Gold, so many goldies have got hammered, can't believe how low BMO is going, one of the highest margin producers,


So for those who believe in the stronger for longer like me, try and ignore these next 2 weeks, look for bargains, top up on oversold stocks,

For those newbies out there, trust me when I say you'll look back on this and wonder why you stressed so much,


----------



## Sean K (23 May 2006)

Agree with your last 2 lines YT. 

This will be a great opportunity to buy once the dust has settled.  

Everyone should be hanging in there and happy that this correction has occurred.
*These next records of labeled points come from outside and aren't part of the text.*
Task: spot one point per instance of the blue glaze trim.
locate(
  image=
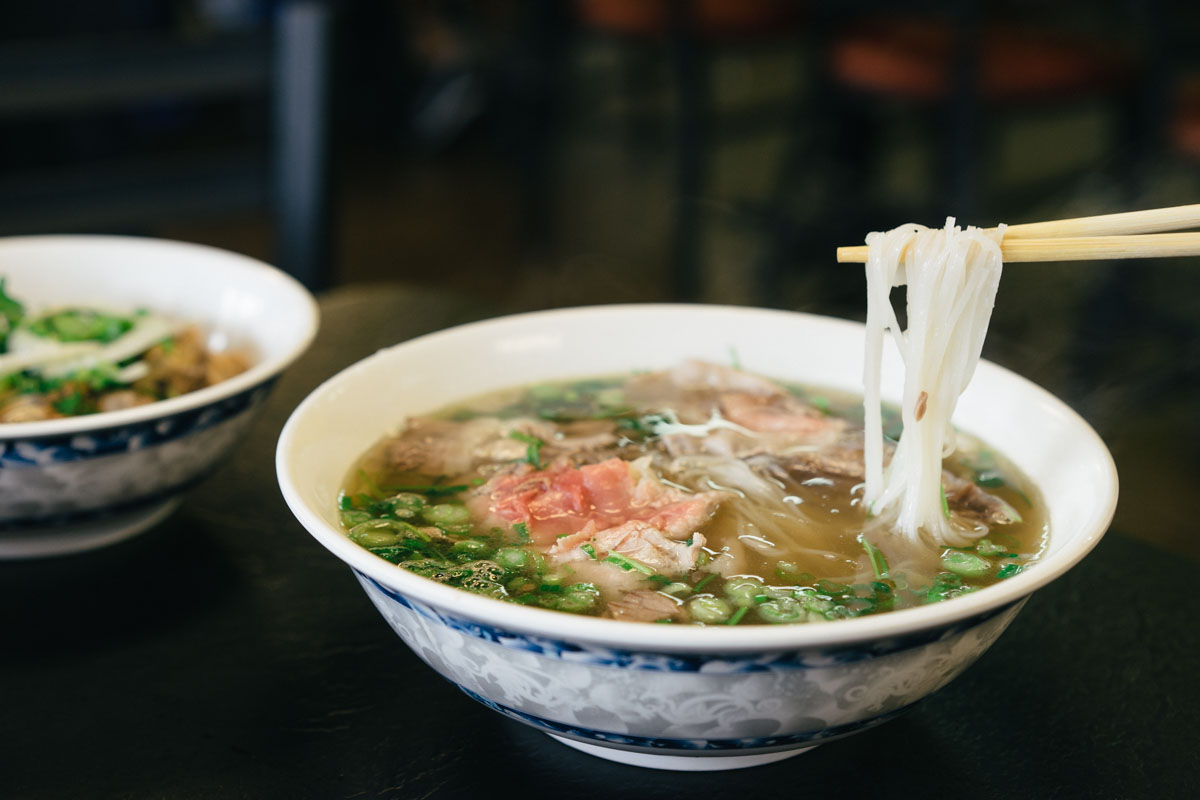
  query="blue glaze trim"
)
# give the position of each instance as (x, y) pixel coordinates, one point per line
(106, 441)
(688, 745)
(598, 656)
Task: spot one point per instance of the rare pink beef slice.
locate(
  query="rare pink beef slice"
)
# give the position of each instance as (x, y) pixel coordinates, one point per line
(563, 500)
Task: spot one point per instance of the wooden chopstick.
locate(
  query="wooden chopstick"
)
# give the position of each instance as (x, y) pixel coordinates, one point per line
(1105, 236)
(1150, 221)
(1077, 248)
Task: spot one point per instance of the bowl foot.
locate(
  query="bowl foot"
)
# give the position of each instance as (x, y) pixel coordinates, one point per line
(683, 763)
(41, 541)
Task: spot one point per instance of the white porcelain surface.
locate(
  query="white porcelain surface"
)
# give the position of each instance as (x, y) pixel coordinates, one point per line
(679, 690)
(81, 482)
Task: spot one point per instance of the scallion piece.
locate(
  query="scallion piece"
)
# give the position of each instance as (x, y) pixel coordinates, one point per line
(879, 564)
(533, 449)
(628, 564)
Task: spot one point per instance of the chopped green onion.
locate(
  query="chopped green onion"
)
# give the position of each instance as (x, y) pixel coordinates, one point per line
(628, 564)
(737, 615)
(969, 565)
(879, 564)
(533, 449)
(1009, 570)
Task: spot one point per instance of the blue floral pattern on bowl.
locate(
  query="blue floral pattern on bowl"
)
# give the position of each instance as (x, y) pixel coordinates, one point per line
(654, 702)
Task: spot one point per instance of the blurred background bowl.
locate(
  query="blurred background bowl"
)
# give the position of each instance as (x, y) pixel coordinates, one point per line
(682, 697)
(81, 482)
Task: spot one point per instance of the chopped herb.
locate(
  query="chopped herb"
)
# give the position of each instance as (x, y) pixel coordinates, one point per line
(70, 403)
(969, 565)
(81, 325)
(1009, 570)
(628, 564)
(533, 449)
(879, 564)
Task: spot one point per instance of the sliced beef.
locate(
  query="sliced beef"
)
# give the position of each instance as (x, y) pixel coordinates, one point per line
(779, 414)
(846, 461)
(435, 446)
(970, 500)
(564, 499)
(637, 540)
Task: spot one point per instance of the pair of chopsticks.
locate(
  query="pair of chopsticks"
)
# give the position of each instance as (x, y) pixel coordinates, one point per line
(1132, 234)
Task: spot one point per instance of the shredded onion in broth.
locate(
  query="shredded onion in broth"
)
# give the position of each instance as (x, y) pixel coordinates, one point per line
(952, 275)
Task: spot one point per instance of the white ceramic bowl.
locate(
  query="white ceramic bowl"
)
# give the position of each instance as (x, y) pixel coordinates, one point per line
(682, 697)
(82, 482)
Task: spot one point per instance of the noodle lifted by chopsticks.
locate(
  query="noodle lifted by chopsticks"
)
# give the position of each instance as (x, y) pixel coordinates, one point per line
(952, 277)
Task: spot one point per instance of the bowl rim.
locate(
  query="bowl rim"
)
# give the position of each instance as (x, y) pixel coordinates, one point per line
(675, 638)
(286, 288)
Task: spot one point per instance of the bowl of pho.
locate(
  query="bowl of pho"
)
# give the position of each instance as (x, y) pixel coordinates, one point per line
(129, 370)
(664, 535)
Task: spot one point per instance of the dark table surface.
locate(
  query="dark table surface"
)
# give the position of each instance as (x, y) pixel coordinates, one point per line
(226, 654)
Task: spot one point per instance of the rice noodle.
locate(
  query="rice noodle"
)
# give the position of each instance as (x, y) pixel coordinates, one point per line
(952, 277)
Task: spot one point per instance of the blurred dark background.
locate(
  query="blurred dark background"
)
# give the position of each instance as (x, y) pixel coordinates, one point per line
(539, 154)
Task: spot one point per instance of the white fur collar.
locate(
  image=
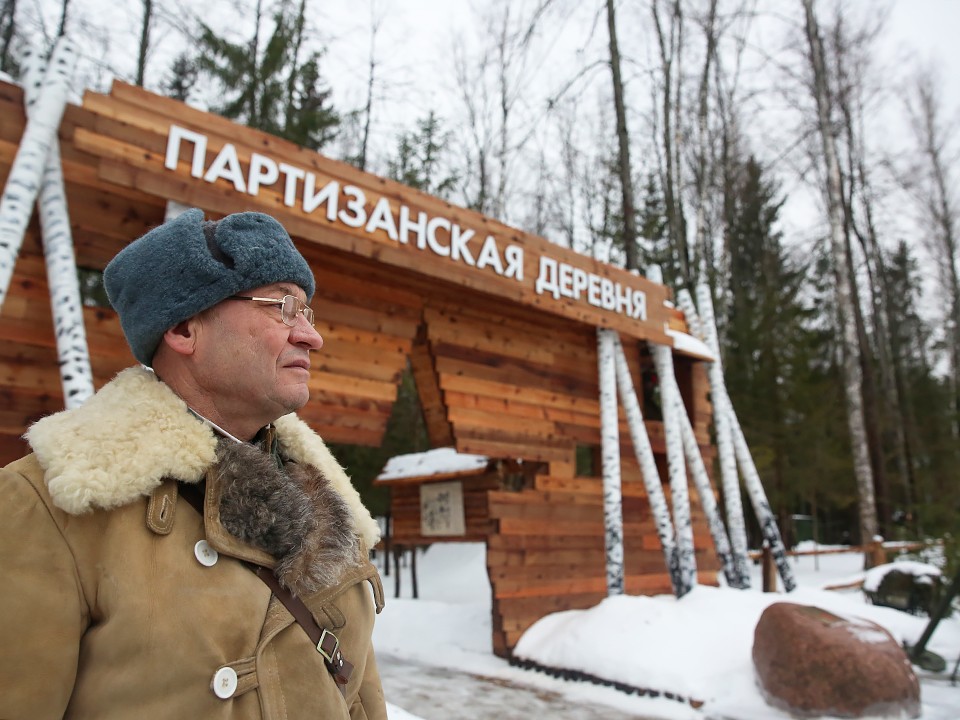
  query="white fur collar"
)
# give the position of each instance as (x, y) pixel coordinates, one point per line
(121, 443)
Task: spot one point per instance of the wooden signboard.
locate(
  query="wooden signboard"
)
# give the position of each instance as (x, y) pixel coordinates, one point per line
(497, 325)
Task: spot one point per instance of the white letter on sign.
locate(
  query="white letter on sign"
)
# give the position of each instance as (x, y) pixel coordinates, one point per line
(199, 141)
(547, 282)
(263, 171)
(227, 166)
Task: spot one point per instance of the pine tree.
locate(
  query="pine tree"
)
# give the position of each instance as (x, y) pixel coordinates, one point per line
(769, 347)
(181, 78)
(419, 162)
(931, 503)
(271, 89)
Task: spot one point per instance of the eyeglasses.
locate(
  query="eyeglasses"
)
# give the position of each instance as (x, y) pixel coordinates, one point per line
(290, 307)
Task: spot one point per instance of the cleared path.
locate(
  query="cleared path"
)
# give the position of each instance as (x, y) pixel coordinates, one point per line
(436, 693)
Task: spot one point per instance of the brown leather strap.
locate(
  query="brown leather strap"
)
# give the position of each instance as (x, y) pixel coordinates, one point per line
(327, 644)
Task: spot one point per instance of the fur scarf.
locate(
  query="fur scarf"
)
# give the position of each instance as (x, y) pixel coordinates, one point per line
(292, 513)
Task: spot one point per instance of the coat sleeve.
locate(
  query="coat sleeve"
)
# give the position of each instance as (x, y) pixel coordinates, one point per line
(370, 703)
(42, 611)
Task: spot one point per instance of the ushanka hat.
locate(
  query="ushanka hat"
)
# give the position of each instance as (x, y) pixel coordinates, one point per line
(182, 268)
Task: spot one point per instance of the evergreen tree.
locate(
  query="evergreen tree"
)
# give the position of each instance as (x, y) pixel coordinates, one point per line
(419, 159)
(778, 365)
(654, 227)
(181, 78)
(271, 89)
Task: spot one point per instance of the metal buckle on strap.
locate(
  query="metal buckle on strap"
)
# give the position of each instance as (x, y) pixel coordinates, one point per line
(328, 656)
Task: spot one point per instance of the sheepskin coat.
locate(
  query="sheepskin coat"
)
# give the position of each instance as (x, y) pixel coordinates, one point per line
(121, 601)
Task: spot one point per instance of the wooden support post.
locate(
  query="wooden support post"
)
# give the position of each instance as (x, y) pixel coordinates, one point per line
(769, 570)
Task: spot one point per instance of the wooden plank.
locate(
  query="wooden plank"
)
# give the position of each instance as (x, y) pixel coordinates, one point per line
(506, 391)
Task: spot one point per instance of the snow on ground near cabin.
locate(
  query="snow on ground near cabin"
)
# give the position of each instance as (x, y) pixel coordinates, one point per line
(432, 462)
(436, 660)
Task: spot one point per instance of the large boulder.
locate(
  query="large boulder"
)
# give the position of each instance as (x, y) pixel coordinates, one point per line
(810, 662)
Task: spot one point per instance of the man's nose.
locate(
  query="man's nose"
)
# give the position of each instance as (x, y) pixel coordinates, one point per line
(305, 334)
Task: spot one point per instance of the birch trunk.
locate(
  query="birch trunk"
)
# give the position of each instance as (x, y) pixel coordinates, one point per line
(729, 480)
(623, 145)
(761, 506)
(610, 451)
(23, 182)
(648, 465)
(663, 359)
(701, 480)
(65, 301)
(691, 450)
(841, 263)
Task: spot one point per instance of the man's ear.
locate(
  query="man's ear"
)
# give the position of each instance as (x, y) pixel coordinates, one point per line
(182, 337)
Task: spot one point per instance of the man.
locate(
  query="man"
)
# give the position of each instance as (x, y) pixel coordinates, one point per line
(152, 543)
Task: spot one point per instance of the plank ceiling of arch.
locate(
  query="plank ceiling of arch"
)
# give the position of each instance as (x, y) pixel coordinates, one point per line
(503, 371)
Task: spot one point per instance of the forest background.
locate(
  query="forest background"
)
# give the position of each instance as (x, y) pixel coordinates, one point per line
(785, 152)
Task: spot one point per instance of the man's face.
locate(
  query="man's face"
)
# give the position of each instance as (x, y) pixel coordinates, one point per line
(252, 366)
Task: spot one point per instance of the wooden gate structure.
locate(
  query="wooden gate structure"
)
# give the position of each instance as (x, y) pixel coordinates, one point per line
(499, 326)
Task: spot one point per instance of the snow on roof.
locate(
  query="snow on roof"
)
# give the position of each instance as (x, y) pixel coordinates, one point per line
(439, 461)
(689, 344)
(873, 576)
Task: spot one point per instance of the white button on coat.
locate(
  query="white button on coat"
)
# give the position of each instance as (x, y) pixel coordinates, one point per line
(225, 683)
(205, 554)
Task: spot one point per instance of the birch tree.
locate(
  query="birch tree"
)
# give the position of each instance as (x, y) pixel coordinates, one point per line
(144, 46)
(8, 36)
(852, 376)
(669, 28)
(934, 189)
(624, 167)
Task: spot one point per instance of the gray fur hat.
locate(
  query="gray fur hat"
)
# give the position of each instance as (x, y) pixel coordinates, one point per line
(178, 270)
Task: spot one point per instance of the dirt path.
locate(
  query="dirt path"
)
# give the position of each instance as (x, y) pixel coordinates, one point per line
(436, 693)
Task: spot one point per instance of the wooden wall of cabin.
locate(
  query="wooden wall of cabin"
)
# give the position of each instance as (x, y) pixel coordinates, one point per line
(496, 378)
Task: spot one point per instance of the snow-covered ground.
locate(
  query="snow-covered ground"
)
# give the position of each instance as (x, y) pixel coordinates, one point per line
(436, 660)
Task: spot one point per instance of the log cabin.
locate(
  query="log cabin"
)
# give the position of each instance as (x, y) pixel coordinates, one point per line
(498, 326)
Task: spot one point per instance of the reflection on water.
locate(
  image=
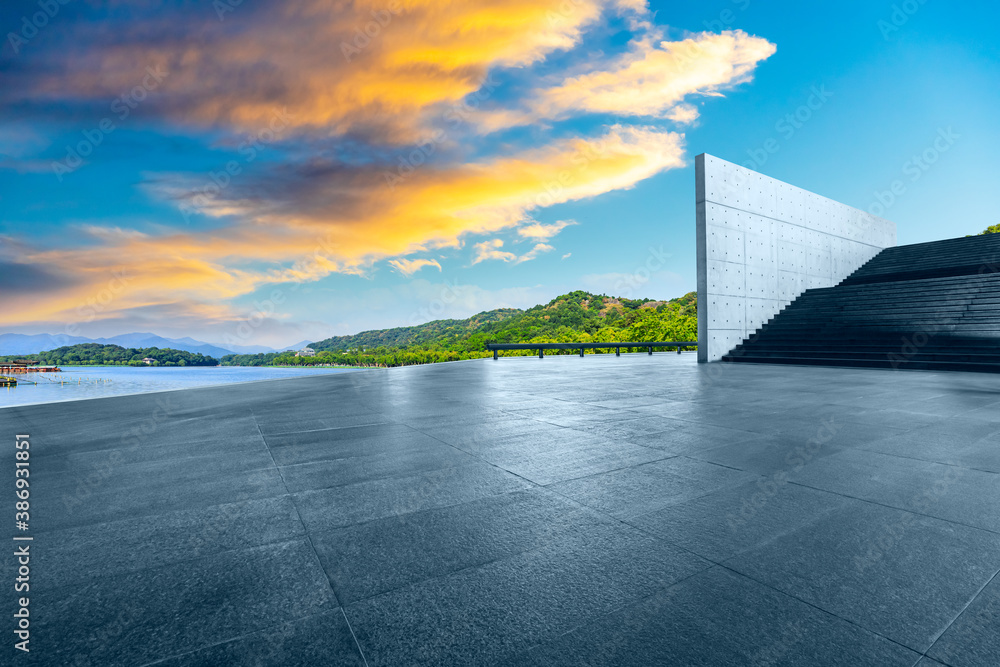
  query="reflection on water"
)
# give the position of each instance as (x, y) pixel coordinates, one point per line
(76, 382)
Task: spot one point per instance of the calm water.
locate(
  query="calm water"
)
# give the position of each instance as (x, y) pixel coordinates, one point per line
(76, 382)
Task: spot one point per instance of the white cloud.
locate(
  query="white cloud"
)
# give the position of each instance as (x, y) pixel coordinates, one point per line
(543, 232)
(410, 266)
(491, 250)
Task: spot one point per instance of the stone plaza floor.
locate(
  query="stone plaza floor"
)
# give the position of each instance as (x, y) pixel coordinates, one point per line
(566, 511)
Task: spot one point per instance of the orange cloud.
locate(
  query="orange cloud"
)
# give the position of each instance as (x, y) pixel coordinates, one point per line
(540, 232)
(313, 233)
(410, 266)
(652, 80)
(380, 66)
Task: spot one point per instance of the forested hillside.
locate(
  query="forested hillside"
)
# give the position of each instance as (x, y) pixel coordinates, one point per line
(95, 354)
(571, 318)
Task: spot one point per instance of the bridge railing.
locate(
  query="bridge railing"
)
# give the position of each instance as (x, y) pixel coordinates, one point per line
(496, 348)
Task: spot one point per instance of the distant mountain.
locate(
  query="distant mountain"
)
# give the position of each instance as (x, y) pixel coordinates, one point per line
(32, 344)
(570, 317)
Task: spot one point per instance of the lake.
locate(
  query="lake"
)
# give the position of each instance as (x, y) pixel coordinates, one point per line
(78, 382)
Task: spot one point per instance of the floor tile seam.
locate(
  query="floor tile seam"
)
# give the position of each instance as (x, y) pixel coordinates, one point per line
(318, 561)
(480, 458)
(70, 452)
(194, 459)
(741, 552)
(625, 605)
(387, 454)
(821, 609)
(465, 568)
(245, 635)
(119, 489)
(624, 522)
(605, 472)
(395, 476)
(324, 531)
(74, 588)
(333, 428)
(959, 615)
(933, 462)
(690, 456)
(900, 509)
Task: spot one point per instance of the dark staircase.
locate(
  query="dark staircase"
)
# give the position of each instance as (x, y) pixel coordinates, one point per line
(928, 306)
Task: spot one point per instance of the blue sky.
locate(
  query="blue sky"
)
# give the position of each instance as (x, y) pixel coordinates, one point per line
(301, 241)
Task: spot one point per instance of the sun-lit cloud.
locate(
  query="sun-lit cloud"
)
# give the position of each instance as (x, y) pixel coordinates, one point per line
(654, 79)
(410, 266)
(542, 232)
(376, 66)
(331, 196)
(491, 250)
(297, 226)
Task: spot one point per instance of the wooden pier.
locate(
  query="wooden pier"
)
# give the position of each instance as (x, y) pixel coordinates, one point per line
(24, 366)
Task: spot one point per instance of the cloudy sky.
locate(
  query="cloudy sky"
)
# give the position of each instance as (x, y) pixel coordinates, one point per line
(267, 172)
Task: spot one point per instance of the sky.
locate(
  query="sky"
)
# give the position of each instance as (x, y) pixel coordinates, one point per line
(260, 173)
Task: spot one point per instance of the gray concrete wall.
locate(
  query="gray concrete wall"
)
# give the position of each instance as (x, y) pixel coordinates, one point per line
(762, 242)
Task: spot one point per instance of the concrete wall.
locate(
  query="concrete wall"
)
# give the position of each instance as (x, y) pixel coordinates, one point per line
(761, 243)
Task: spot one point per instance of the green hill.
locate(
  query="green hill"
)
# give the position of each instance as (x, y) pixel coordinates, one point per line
(571, 318)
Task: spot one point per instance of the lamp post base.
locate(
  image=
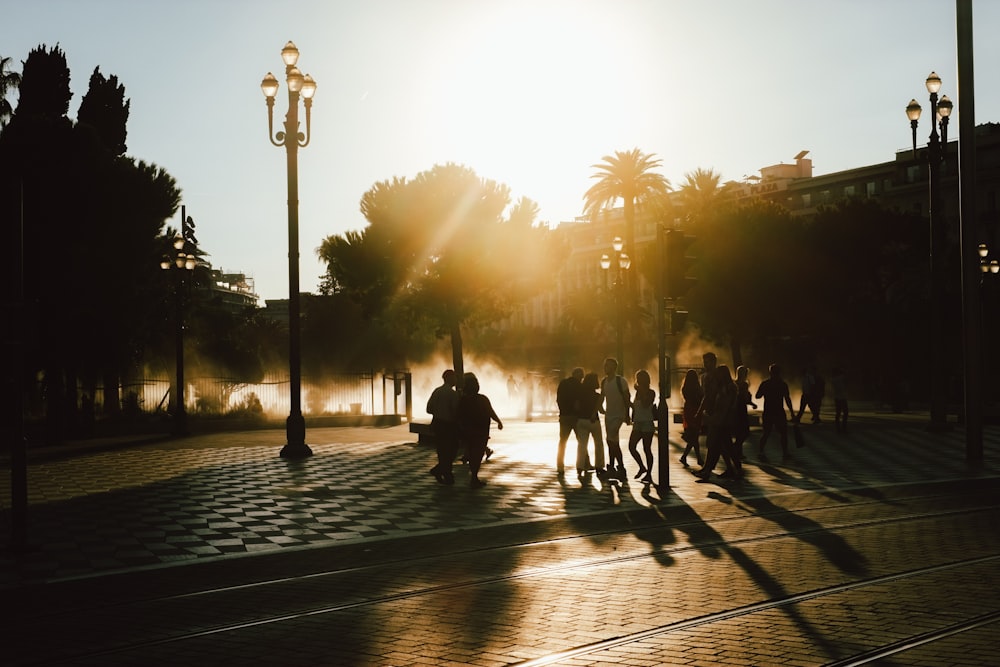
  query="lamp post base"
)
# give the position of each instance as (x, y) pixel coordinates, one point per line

A chance to buy in at cheaper prices!


----------



## YOUNG_TRADER (23 May 2006)

To emphasize my point on over-reaction and sentiment devoid of fundamentals, look @ PDN's sell off from $5.60 to $3.60 almost 35-40% and Uranium spots just keep increasing!

p.s. once mkt turns I'm gonna CFD long OXR ZFX and PEM to the max!


----------



## nizar (23 May 2006)

YOUNG_TRADER said:
			
		

> To emphasize my point on over-reaction and sentiment devoid of fundamentals, look @ PDN's sell off from $5.60 to $3.60 almost 35-40% and Uranium spots just keep increasing!
> 
> p.s. once mkt turns I'm gonna CFD long OXR ZFX and PEM to the max!



YT dont forget KZL
The price is going down but those earnings keep on getting upgraded!!


----------



## Warren Buffet II (23 May 2006)

Hi,

This is one of the reasons why Warren Buffett does not invest in commodity stocks, it is simple, they do not follow fundamentals. He is very clear about that and I have always thought that now I can see why.

I am not saying that I do not own commodity stock but it amazing how they can swing from one day to another. They have become a hot topic and as such they will be in the ot seat for a long time.

IMO, I believe there is more downside than upside in commodity stocks now and the future has turned clowdy. 

WBII


----------



## YOUNG_TRADER (23 May 2006)

Sit tight and don't lose your mettle
Robin Bromby 
May 23, 2006
PREPARE for more bad news on the commodities front - possibly a lot more bad news - but don't panic and lose your nerve, say analysts and advisers.
And there was certainly disappointment yesterday after Friday's stomach-churning reverses in the precious and base metals prices in London and New York on Friday. 

Gold, which had fallen 3.4 per cent at the end of the week, dropped another $US11.70/oz in Asian trading yesterday to bring the retreat to $US645.90/oz. 

Copper, which gave up 6.5 per cent in New York to $US3.467 a pound, saw another 4 per cent sell-off in Shanghai yesterday. 

And the mid-tier producers took another hammering as trading began for the week. Zinifex, which 10 days ago hit $13.50, shed a further $1.61 to end the day at $9.20. Consolidated Minerals, above $2.70 earlier this month, was down another 22c to $2.02. Copper producer Straits Resources - $4.63 on May 5 - took a 33c pummelling yesterday to close at $3.70. 

Even Kagara Zinc, largely unhedged and riding both the zinc and copper bulls, is down from a month high of $4.64 to $3.03. 

But this is where, in the view of Southern Cross Equities, investors risk making the biggest mistake of all. 

In a letter to clients, SCE points out that, while copper is above $3.30 at present, the average broker forecast for the metal in fiscal 2007 is $US1.85/lb. 

BHP Billiton produces 1 million tonnes of copper per year. 

Wait for a week or two, let the correction run its course, and then buy BHP and Rio Tinto, advises SCE director Angus Aitken. 

These resources giants have much better long-term earnings growth than industrials such as Coles Myer, Tabcorp or the banks. 

"Who wants to be in a company with only 6 per cent growth?" Mr Aitken said. 

He pointed to recent profit downgrades by industrials such as Housewares International and Repco as typical of the danger of switching away from resources stocks to industrials during a commodities boom. 

And SCE's letter rammed the point home: "The current cycle is only in its infancy due to two decades of under-investment in new capacity and the unprecedented simultaneous industrialisation of two countries that together account for one-third of global population." 

And there are signs local investors are watching and waiting rather than throwing in the towel. 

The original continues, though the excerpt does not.